Le conflit étudiant dans les yeux de Jean Charest

Le 30 août sur RDI au Québec, les principaux chefs politiques ont eu 300 secondes chacun pour répondre aux questions de la journaliste Anne-Marie Dussault.  Commentant sur le vif ces 5 débats, j'ai été amené à dire que le premier ministre avait eu un moment difficile, un seul observable, celui où il parla du "conflit étudiant".
 
Bien préparé, le chef libéral dont la communication générale est plutôt de bonne qualité, est resté souriant et plutôt détendu. Si nous en restons à ce niveau de communication, il n'y a rien à dire de particulier.  Mais le langage corporel traduit immédiatement nos états d'âme . Il les exprime sur certaines parties du corps sans filtres, simplement parce que le déplacement de certains muscles échappe à notre contrôle conscient. C'est le cas de la partie inférieure de l'orbicularis oculi plus simplement appelée en synergologie fente palpébrale inférieure.
 
La première photographie "conflit étudiant" est mise à côté d'une photographie prise à un moment aléatoire du débat. Les flèches indiquent les zones lisibles des manifestations de l'anxiété.
 
Qu'est-ce que cela signifie  ?
 
Les mots que nous employons ne résonnent pas dans nos cerveaux pour chacun d'entre nous avec la même tonalité affective.  Certains mots sont très chargés émotionnellement, positivement ou négativement.  Ici, sur aucun sujet abordé, J. Charest n'est vraiment mal à l'aise, sauf sur le conflit étudiant. Il ne le dit pas, mais le phénomène est bien visible sur la zone de ses yeux.
 
Les étudiants en grève depuis 6 mois ont milité pour que le chef du gouvernement ne soit pas réélu. Auront-ils eu raison ou non  ? Les urnes seront seul juge.  En revanche ce qui est certain, c'est que psychologiquement ils ont effectivement déjà eu raison dans l'esprit du premier ministre. Lorsqu'il évoque le "conflit étudiant", malgré lui une anxiété monte en lui et cette anxiété se voit.
 
Les règles qui vous sont proposées dans ce blogue sont vérifiables. C'est d'ailleurs dans cet objectif qu'il a été construit. Il suffit aux personnes intéressées de retourner sur ces 300 secondes pour se rendre compte que nulle part ailleurs dans la vidéo, le blanc de l’œil sous l’œil  n'a été visible comme il l'est sur les mots et le thème "conflit étudiant".
 
 
 
 
 
 

Comment communique Pauline Marois ?

Le lendemain du premier des débats des chefs, au Québec, j'ai dit dans plusieurs médias que Pauline Marois était restée sereine durant tout le débat et plusieurs fois la même question m'a été adressée : "Ne serait-ce pas là un effet des interventions esthétiques (botox, infiltrations ou autres) qui ont tendance à gommer les dissymétries faciales et créer une expression de calme sur le visage?" Non.
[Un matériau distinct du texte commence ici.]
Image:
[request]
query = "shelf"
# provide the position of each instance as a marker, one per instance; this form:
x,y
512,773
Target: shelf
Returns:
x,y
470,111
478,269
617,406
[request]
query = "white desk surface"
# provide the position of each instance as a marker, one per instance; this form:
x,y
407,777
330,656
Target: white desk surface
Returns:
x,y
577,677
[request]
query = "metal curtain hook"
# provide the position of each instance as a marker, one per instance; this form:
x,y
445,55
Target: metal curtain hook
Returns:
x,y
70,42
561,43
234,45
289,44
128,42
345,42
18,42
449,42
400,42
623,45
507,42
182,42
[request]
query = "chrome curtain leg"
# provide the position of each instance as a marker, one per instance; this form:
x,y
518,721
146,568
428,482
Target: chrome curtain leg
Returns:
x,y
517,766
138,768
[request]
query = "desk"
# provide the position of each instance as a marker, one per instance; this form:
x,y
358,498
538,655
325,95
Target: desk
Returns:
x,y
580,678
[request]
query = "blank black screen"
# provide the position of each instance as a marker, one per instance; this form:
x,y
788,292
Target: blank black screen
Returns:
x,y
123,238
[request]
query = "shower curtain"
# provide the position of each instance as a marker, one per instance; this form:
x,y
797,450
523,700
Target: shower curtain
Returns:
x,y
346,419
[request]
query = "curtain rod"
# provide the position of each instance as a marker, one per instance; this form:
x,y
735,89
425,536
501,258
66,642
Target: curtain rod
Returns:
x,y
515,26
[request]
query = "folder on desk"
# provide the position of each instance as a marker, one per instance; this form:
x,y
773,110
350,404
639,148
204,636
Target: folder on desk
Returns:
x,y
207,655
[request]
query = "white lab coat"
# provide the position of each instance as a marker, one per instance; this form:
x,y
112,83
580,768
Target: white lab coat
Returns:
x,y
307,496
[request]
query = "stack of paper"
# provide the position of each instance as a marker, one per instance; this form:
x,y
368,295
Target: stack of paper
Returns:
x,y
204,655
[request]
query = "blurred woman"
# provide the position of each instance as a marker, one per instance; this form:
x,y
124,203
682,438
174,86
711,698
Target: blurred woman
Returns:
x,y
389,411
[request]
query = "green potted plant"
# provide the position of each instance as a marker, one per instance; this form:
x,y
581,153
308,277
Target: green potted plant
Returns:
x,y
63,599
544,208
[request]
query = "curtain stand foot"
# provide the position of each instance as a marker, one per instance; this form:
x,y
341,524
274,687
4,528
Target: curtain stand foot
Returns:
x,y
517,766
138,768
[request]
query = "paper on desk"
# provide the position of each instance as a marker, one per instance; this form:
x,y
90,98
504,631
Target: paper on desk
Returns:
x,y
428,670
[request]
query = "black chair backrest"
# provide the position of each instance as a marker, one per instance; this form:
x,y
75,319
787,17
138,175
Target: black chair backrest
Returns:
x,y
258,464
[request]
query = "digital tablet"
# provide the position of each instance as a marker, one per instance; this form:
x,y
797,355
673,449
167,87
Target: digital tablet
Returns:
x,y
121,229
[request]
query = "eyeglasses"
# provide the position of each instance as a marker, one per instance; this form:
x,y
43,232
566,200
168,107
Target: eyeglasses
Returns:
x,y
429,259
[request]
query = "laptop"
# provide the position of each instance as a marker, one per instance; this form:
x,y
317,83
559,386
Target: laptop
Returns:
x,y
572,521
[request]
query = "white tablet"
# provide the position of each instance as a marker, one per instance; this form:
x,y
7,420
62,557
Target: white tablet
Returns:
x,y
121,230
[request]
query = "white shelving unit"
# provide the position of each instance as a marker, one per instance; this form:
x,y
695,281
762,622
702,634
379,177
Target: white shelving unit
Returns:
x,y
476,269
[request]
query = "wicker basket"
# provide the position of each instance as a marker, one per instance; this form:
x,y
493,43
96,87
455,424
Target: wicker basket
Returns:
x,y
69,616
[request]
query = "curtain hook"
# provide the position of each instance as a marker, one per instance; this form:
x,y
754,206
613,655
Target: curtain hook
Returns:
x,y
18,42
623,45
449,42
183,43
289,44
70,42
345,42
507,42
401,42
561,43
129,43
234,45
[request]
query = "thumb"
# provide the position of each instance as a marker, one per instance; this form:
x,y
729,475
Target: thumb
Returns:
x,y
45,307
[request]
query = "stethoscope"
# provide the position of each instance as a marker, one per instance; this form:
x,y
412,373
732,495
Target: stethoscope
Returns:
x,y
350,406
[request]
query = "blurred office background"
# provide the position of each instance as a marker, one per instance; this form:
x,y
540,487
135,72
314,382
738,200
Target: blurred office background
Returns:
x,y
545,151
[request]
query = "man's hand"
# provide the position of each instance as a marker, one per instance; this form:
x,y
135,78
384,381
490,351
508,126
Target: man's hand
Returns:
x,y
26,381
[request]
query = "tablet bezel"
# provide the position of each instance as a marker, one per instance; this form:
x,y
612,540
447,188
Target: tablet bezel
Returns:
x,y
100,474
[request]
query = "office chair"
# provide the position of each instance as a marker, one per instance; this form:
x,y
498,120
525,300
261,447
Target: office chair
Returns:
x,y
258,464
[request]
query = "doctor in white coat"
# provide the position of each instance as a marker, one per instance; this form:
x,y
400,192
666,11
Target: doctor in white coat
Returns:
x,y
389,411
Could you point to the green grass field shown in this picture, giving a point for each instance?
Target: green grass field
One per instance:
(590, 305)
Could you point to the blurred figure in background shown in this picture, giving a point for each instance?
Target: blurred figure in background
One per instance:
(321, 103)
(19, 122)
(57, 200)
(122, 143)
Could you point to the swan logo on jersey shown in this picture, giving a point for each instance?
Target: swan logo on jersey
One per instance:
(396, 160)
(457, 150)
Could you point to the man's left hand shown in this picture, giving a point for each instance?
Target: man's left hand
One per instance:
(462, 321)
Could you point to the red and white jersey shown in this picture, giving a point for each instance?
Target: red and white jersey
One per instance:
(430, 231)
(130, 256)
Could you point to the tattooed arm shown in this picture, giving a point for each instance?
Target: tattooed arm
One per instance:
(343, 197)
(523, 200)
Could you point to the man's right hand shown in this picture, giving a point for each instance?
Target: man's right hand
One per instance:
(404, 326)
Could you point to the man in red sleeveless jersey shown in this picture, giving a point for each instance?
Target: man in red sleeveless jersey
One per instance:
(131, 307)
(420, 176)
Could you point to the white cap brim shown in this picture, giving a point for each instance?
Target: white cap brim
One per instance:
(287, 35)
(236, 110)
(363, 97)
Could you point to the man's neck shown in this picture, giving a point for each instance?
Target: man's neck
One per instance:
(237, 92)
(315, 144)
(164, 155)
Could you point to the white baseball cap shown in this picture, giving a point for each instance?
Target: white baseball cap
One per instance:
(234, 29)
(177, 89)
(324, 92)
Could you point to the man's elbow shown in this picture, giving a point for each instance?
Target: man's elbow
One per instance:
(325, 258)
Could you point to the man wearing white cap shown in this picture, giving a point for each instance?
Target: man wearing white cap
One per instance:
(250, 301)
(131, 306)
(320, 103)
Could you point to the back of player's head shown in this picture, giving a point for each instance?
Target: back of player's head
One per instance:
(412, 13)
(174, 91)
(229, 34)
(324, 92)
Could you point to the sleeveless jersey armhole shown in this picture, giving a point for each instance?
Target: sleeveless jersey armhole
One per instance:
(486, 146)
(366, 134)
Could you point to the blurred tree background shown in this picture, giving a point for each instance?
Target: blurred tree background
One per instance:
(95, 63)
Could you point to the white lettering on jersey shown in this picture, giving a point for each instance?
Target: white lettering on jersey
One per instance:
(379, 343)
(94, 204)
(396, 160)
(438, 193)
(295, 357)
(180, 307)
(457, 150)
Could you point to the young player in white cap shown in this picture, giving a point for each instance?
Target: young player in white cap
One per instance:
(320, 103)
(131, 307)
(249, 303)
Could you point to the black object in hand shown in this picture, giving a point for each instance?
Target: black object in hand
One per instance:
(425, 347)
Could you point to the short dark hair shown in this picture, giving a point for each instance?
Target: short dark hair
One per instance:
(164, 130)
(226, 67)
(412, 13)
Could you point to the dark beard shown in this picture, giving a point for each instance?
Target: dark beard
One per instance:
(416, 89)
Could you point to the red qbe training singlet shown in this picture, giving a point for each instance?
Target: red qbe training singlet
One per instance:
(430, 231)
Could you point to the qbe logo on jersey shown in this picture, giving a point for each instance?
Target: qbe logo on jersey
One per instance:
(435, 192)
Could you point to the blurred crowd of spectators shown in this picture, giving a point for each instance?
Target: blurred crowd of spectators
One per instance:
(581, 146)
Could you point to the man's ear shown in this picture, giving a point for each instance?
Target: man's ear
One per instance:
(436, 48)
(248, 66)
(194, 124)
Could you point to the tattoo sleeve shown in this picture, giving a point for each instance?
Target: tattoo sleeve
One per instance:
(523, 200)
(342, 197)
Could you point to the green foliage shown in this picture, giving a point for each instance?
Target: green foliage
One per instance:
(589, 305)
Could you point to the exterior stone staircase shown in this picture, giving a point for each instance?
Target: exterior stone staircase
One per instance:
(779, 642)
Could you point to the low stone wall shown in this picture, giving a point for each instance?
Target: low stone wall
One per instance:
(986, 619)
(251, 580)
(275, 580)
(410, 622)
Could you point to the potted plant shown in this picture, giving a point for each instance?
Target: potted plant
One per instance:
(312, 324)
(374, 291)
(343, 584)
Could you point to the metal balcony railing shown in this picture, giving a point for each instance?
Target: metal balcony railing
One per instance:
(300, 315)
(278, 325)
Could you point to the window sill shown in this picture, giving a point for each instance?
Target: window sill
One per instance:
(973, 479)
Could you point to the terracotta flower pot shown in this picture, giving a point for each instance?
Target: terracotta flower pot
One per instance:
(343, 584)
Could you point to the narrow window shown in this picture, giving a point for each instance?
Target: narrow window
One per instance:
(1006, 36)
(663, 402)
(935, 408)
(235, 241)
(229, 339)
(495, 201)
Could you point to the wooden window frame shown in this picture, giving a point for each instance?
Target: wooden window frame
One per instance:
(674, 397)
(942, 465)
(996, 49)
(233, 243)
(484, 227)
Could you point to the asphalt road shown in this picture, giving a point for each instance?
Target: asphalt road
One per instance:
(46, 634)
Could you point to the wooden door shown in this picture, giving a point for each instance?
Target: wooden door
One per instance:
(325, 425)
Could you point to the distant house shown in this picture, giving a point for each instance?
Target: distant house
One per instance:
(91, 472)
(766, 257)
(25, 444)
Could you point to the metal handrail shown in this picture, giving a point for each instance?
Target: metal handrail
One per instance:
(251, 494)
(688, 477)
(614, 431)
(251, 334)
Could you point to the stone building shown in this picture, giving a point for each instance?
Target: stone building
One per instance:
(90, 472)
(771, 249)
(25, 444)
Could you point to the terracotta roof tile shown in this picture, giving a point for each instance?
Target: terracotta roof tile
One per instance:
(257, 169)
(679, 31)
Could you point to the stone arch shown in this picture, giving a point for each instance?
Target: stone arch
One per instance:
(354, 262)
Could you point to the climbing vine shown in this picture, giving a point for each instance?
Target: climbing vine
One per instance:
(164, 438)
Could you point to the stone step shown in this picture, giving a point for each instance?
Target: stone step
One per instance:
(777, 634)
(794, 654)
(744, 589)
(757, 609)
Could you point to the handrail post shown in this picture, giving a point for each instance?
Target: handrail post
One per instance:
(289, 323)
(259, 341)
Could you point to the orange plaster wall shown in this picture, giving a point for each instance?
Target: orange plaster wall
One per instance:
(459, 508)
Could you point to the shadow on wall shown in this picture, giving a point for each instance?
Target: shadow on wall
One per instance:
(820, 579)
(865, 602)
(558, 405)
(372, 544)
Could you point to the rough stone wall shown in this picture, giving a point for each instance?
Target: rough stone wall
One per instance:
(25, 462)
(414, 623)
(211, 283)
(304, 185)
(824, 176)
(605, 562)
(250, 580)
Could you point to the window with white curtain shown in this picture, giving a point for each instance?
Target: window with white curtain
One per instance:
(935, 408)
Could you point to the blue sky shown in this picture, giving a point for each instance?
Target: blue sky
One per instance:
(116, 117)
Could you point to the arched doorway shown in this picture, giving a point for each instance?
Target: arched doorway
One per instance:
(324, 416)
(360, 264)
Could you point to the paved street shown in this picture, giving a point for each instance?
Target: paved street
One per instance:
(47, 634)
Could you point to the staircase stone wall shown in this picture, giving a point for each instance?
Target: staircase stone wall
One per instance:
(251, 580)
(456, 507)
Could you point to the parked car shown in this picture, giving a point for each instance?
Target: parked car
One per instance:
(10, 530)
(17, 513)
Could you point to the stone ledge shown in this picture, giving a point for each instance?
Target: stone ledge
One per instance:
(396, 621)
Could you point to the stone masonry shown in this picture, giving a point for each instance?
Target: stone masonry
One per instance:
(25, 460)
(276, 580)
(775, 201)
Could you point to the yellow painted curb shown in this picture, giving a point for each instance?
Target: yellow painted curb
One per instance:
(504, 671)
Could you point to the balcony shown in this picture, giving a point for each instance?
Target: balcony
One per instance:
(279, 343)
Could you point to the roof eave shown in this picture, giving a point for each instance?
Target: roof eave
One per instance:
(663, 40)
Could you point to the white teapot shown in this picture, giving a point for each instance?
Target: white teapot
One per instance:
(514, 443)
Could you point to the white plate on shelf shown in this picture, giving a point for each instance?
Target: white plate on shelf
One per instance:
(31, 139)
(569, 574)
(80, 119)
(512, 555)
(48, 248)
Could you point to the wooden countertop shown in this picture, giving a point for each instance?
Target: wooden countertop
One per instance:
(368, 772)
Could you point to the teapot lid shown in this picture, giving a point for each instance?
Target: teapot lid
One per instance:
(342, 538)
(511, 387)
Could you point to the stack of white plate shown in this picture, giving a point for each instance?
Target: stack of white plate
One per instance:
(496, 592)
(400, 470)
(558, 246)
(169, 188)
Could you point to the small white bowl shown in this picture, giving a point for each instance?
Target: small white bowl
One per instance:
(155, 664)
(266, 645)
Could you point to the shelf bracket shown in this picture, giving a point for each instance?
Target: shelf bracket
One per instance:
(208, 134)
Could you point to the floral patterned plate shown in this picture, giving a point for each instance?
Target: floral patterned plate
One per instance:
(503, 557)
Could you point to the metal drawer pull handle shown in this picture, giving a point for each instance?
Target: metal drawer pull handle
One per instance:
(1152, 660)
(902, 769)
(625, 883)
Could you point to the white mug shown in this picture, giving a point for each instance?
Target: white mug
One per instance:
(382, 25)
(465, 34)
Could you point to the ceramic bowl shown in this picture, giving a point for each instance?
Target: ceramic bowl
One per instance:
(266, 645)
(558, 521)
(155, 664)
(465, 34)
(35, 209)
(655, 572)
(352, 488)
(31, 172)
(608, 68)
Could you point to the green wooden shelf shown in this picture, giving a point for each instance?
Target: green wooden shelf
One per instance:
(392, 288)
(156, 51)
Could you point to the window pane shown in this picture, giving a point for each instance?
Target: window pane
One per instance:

Cette photographie de Pauline Marois est tirée du débat des chefs. Ce visage est ridé. C'est celui d'une femme de 64 ans. Des sillons sont visibles sur tout le visage, et la peau tombe sur le coin de ses paupières. Il est possible que la première ministre du Québec ait subi des traitements relevant de la chirurgie esthétique, mais il ne serait pas honnête de mettre la sérénité de la cheffe du parti québécois sur le compte d'autre chose que de la qualité de sa communication. D'ailleurs l'effet direct de la chirurgie esthétique est mesurable. C'est un effet de rigidité, pas de sérénité.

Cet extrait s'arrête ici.